TIGTA’s investigation

TIGTA’s discovered that 47 percent of TY 2010 returns contained a claim for an alimony deduction for which the corresponding income was either not reported on a recipient’s return or the amount of alimony income reported did not agree with the deduction. TIGTA’s investigation also revealed improper enforcement of the requirement that the payor include the Taxpayer Identification Number (TIN) of the recipient on his or her tax return.

The IRS will reject a return filed electronically if the recipient’s TIN is missing or incomplete. In the case of paper returns, the IRS will suspend processing of the return and contact the filer. The IRS may impose a $50 penalty when a taxpayer fails to provide a valid recipient TIN.

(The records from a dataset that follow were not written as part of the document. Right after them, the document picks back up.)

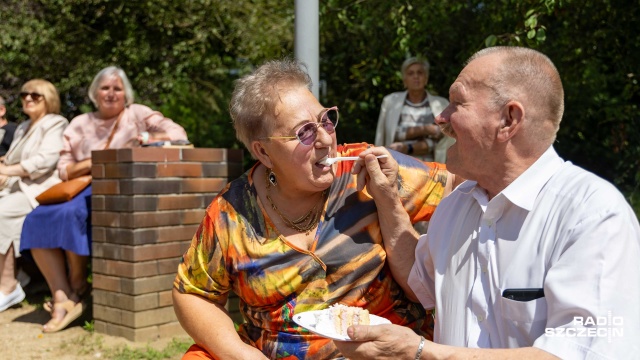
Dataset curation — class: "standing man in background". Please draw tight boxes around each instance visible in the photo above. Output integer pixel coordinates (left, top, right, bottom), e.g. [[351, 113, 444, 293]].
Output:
[[375, 57, 454, 163], [335, 47, 640, 360]]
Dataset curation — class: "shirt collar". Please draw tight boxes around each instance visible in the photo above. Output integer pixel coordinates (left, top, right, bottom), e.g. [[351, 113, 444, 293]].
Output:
[[501, 146, 564, 211]]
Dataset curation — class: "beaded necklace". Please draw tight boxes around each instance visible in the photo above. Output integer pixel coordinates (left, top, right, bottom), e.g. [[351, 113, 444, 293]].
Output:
[[265, 169, 327, 235]]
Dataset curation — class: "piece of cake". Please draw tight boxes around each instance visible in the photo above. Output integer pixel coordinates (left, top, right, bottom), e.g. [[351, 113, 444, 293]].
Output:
[[316, 304, 369, 335]]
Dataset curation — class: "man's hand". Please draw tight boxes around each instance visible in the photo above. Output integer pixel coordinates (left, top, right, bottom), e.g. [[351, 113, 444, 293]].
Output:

However, TIGTA discovered that approximately 3,700 returns claiming an alimony deduction did not provide the recipient’s TIN and 2,700 returns contained an invalid TIN. In addition, due to errors in the processing instructions, the IRS failed to assess nearly $325,000 in penalties on individuals who did not provide a valid recipient TIN as required.

Recommendations

TIGTA recommended, and the agency agreed, that the IRS enhance its examination selection filters for high-risk returns with questionable alimony deduction claims. Additionally, the IRS agreed with TIGTA’s recommendation that penalties are not being assessed in all cases where a return lacks a valid recipient TIN and would work to improve the assessment of penalties.